Well it all started before we drove into Jasper. I had been playing with an oracle deck “Earth Magic” at my friends house in Edmonton. Before anyone else woke up, the day we were doing our road trip, I decided to pull three cards. I received “Full Moon/completion” (which it was the full moon), “Desert/Vision Quest” (which I felt I was on during my week in Alberta), and “Lightening/power” (and we drove home from Jasper through a wicked storm- both sheet lightening and fork lightening danced over our heads). All three cards resonated.

earth cards

So what is a vision quest? As defined in the oracle card booklet: It is a time of travelling into wilderness alone, usually with only water and some sacred items. You spend the time praying or meditating. It is a powerful and life-altering experience with vivid and profound realizations.

the cheif

My experience was not a genuine vision quest (I wasn’t alone, I had more than water and sacred items, and although I wasn’t praying or meditating I was shaking to my bones in awe). However, it was a powerful, spiritual experience that 100% altered the direction and meaning of my life and work. The clearest vision was the one of this mountain, nicknamed Chief. As soon as I saw it, I knew it would be a painting (upon returning to Edmonton I borrowed my friends sketch book to draw out the first vision).

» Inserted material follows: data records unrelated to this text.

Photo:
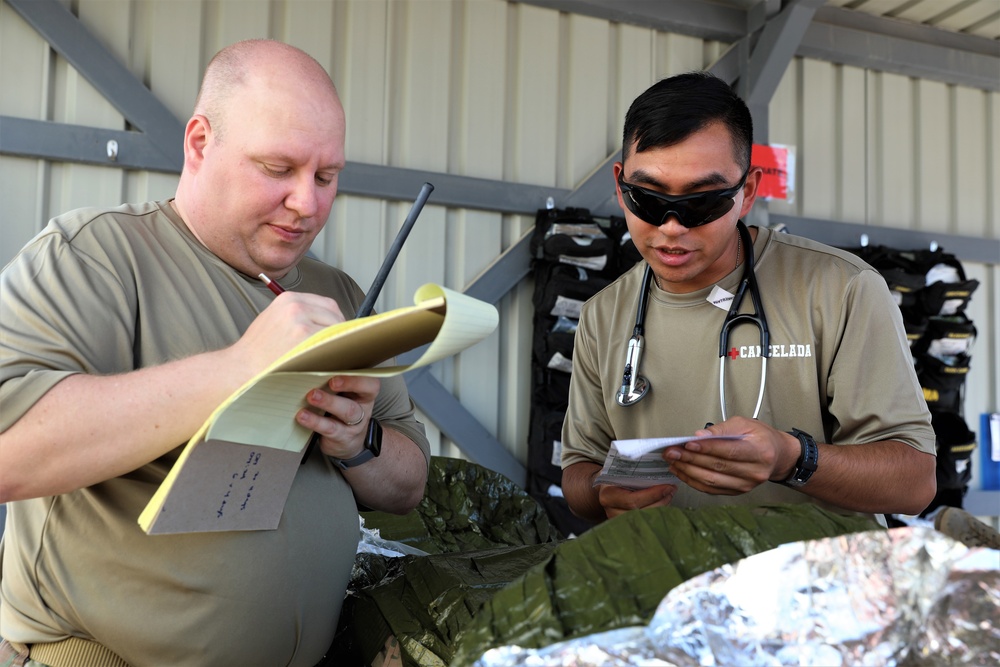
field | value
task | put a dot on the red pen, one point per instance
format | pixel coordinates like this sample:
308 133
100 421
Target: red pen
272 284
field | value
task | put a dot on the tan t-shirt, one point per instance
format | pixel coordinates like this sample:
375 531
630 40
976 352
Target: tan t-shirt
108 292
840 368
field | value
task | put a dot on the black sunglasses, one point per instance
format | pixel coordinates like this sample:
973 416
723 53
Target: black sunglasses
691 210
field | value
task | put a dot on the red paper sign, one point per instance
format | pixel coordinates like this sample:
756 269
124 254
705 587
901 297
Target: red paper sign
774 161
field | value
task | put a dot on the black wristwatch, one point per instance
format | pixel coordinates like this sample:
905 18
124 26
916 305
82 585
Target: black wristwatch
373 447
808 460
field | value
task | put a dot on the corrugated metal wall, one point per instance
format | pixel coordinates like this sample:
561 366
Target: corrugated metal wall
508 91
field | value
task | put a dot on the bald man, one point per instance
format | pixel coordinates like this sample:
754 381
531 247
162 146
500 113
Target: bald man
123 330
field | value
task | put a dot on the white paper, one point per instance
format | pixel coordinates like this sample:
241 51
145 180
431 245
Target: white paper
644 465
633 449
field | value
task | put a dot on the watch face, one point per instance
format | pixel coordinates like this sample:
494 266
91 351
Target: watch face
373 440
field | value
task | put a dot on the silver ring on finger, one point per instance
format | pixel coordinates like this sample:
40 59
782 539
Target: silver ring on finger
360 419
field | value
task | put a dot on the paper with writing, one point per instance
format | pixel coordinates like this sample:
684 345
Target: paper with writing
259 418
639 463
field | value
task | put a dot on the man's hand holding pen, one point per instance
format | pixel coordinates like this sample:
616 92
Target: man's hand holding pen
342 408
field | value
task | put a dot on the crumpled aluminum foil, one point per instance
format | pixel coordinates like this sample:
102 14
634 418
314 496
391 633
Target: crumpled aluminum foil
908 597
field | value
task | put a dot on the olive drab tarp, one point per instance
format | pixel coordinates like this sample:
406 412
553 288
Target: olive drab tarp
477 589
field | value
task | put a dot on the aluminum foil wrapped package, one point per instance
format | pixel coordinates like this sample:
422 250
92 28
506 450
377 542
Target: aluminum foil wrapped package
901 598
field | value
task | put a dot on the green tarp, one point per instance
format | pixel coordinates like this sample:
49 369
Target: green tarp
497 574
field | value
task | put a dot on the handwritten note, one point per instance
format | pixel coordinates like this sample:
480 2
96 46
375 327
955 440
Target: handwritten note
237 470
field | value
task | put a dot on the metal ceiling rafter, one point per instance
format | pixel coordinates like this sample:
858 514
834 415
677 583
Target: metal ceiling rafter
836 35
159 142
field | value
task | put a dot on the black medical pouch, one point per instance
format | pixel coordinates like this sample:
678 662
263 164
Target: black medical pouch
561 289
945 337
626 254
940 297
571 236
955 445
943 382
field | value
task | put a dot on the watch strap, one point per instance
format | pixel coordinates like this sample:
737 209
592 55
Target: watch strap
808 460
372 448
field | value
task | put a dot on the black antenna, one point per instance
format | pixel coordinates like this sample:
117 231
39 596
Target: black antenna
390 259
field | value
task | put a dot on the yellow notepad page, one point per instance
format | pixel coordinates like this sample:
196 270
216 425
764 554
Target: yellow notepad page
236 471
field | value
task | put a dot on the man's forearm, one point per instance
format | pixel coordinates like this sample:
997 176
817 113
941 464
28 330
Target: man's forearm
88 429
888 477
581 496
395 480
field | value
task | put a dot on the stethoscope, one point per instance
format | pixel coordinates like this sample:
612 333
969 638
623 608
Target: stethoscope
635 387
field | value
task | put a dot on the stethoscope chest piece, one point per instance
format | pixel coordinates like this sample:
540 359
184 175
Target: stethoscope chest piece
634 386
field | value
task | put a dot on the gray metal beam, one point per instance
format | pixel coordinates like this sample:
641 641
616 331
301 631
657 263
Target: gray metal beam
461 427
60 142
64 32
686 17
504 273
855 45
836 35
779 40
369 180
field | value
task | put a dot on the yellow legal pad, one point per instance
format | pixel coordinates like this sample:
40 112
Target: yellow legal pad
237 470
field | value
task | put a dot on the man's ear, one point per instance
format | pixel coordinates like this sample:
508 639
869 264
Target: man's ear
750 189
196 137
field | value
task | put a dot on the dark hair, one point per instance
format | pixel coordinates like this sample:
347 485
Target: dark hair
673 109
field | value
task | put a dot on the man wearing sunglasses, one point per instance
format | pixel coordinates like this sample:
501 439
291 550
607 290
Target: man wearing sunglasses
842 422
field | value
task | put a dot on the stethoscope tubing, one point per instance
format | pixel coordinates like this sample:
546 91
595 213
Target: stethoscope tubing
634 387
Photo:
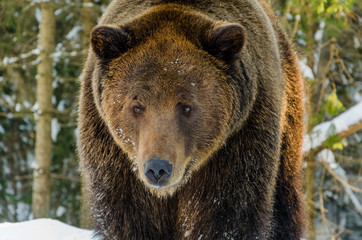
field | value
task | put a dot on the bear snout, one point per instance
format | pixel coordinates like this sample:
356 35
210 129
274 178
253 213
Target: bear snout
157 171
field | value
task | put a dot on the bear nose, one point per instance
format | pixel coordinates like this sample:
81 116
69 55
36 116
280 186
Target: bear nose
157 171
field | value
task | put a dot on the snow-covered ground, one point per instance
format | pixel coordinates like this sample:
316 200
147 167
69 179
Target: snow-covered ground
42 229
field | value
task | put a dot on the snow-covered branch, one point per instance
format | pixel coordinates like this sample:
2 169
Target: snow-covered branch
343 125
329 162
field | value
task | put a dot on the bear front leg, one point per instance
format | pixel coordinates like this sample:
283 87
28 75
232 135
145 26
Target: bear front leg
229 198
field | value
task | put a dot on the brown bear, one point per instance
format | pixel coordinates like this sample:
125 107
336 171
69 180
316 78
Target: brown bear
191 121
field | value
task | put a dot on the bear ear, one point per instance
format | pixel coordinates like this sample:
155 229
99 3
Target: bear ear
109 42
224 41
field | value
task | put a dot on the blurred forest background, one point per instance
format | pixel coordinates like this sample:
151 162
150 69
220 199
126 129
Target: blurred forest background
43 45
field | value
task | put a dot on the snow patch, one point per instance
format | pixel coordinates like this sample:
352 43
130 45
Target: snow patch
42 229
323 131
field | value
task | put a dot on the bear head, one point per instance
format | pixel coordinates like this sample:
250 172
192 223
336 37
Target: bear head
161 88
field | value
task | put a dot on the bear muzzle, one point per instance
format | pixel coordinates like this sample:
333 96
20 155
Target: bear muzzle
157 171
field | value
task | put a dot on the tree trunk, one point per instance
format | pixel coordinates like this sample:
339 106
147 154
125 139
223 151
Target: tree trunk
88 19
43 144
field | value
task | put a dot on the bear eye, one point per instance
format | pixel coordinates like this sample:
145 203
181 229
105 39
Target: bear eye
137 110
186 110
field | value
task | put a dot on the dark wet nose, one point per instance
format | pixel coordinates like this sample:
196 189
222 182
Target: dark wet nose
157 171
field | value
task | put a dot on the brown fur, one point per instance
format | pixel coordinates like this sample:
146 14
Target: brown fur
236 156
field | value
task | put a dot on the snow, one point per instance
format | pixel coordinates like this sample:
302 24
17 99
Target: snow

As the Jasper Series come to a close, and I reflect back on the trip and how it propelled me forward in my art, I feel most excited that the new home for this piece is going to be in a Women’s Shelter. When art has been such a healing journey for me, it is very special for it to be in safe space where others can heal or are healing. It gives the piece even more meaning, more sacredness, and I hope it can be a beacon of hope or inspiration for others on their journey’s.

Each of us have turning points in our lives (whether it’s a vision quest or not) a time of clear vision and sometimes fast or forced change. It can leave one reeling out of control. This image is one of meditation and surrender. When you look deep within, and find that calm that exists within the chaos. It does exist. But sometimes we need to stop to see it.


Vision Quest summarizes my spiritual experience of driving through the Rocky Mountains. As soon as I saw the mountains, I was overcome in emotion. I spent the drive into Jasper sobbing uncontrollably, while trying to snap pictures of every mountain. Two things were happening simultaneously: old energy was leaving me with brute force, while new energy was flushing me with clarity. It was like I was dying (grieving) while at the same time being reborn (celebrating). Overwhelm at it’s greatest!

When I look at this painting I feel joyful, hopeful. I wanted it to be a summary of opposites uniting, dancing, and reflecting one another: Light and Dark, Stillness and Movement, Calm and Chaos, Feminine and Masculine, Life and Death. I wanted the earth to be reflected in the sky, and vice versa. Spirit and energy reflected in the physical. Everything in existence and time, blending into one universal moment. Unending (notice the blue of sky and water create an infinity symbol?).

This final work of the Jasper Series is not only special, it is Sacred. I release it with Love and Light and immense gratitude.